给定是一个递归树结构
data Tree = Leaf Int | Node Tree Tree deriving Show
我想以保留树结构的方式对其进行规范化,但是使得叶子上的整数按深度顺序排列。我怎样才能做到这一点?我当前的设置代码如下所示:
myTree = Node (Leaf 3) (Node (Leaf 5) (Leaf 2))
myTree' = normalize myTree
-- preserve tree structure, but make Ints sequential in depths-first traversal
normalize :: Tree -> Tree
normalize = id -- todo: implement
main = do
print myTree -- prints : Node (Leaf 3) (Node (Leaf 5) (Leaf 2))

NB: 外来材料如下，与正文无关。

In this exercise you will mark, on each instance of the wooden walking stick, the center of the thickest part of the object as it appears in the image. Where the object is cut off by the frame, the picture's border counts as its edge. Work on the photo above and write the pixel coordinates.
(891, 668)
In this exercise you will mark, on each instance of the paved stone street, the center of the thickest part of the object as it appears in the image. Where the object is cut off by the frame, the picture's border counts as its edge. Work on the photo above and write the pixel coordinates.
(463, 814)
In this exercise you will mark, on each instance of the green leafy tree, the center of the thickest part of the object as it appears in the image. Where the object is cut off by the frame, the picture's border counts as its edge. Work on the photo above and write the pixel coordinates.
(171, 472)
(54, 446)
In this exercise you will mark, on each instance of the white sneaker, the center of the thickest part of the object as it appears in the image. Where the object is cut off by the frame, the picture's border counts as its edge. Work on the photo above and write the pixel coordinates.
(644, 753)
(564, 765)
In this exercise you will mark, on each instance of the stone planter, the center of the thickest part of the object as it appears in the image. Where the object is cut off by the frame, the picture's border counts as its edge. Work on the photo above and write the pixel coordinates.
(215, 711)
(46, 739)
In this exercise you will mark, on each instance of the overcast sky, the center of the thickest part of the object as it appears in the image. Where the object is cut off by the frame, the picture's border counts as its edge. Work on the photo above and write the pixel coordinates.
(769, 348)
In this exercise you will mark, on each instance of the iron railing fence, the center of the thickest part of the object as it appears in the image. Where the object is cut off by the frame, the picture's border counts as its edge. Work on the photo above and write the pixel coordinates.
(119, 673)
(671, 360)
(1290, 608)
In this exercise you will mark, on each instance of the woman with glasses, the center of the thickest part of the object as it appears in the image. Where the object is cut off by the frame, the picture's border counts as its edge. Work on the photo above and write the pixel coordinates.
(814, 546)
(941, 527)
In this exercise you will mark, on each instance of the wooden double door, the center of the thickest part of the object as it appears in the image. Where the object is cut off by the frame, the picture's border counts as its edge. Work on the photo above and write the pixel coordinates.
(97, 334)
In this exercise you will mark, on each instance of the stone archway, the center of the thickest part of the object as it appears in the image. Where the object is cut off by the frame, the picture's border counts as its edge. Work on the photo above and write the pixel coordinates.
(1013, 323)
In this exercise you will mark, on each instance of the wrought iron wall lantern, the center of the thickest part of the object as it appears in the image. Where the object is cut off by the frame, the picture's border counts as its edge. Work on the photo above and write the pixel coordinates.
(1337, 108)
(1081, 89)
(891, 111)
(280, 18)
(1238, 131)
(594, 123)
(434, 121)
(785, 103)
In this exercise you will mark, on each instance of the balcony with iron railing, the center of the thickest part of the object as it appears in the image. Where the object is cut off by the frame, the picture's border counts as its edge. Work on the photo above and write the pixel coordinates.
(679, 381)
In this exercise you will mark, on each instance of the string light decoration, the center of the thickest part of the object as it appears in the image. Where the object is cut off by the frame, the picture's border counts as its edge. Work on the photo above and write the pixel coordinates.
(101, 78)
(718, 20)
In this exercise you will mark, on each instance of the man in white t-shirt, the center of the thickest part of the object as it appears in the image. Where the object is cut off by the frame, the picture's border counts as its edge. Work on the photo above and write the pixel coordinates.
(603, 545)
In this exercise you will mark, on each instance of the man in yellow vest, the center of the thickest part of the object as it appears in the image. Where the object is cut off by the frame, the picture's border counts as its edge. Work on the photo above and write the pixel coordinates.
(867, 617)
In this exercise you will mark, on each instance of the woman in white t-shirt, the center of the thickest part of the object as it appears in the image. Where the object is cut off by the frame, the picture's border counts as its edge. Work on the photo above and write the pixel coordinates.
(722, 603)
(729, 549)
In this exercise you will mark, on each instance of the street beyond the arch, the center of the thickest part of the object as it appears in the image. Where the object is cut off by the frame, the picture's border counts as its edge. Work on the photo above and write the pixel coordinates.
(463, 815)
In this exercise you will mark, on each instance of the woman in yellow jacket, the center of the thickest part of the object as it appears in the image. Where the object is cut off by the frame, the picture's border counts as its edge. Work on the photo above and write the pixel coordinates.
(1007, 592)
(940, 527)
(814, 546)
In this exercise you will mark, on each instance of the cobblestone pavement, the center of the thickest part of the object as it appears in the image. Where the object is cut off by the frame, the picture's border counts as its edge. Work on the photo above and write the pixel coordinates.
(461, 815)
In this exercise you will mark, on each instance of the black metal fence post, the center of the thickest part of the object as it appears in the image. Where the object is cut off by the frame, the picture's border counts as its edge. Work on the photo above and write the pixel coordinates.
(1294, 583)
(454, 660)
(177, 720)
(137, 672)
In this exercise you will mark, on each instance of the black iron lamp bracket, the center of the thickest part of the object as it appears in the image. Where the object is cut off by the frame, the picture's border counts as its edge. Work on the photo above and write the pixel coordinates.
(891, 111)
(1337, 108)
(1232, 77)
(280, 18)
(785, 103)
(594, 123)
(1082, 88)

print myTree' -- should print: Node (Leaf 1) (Node (Leaf 2) (Leaf 3))
答案 0 :(得分:1)
如果不使用monad,您可以编写一个函数映射带有某种状态的树
mapLRS :: (s -> Int -> (s, Int)) -> s -> Tree -> (Tree, s)
mapLRS f s (Leaf x ) =
let (s', x') = f s x
in (Leaf x', s') -- the mapped leaf and the new state
mapLRS f s (Node l r) =
let (l', s' ) = mapLRS f s l -- the mapped left branch and the new state
(r', s'') = mapLRS f s' r -- the mapped right branch and the new state
in (Node l' r', s'')
现在
normalize :: Tree -> Tree
normalize = fst . mapWithStateLeftRight (\s _ -> (s + 1, s)) 1
使用monad可能更具可读性(f与使用state的简单性不一样。)
import Control.Monad.State
mapLRS :: (s -> (Int, s)) -> Tree -> State s Tree
mapLRS f (Leaf x) = Leaf <$> state f
mapLRS f (Node l r) = Node <$> mapLRS f l <*> mapLRS f r
normalize :: Tree -> Tree
normalize tree = evalState (mapLRS (\s -> (s, s + 1)) tree) 1
答案 1 :(得分:1)
执行此操作的标准方法是将当前标签记录在monad状态:
import Control.Monad.State
data Tree = Leaf Int | Node Tree Tree deriving (Show)
normalize :: Tree -> Tree
normalize t = evalState (go t) 1 where
go :: Tree -> State Int Tree
go (Leaf _) = Leaf <$> (get <* modify (+1))
go (Node l r) = Node <$> go l <*> go r
此解决方案将状态初始化为1,然后遍历树,并在每次遇到Leaf时将当前标签放在返回的Leaf中并递增标签。
或者,我们可以派生Traversable的{{1}}实例:
Tree这的工作方式相同,但请注意,它依赖于派生的{-# language DeriveFunctor, DeriveFoldable, DeriveTraversable #-}
import Control.Monad.State
data Tree a = Leaf a | Node (Tree a) (Tree a)
deriving (Show, Functor, Foldable, Traversable)
normalize :: Tree a -> Tree Int
normalize = (`evalState` 1) . traverse (\_ -> get <* modify (+1))
实例具有正确的遍历顺序这一事实。当然,如果我们想要一些其他订单,那么我们就必须编写自己的遍历。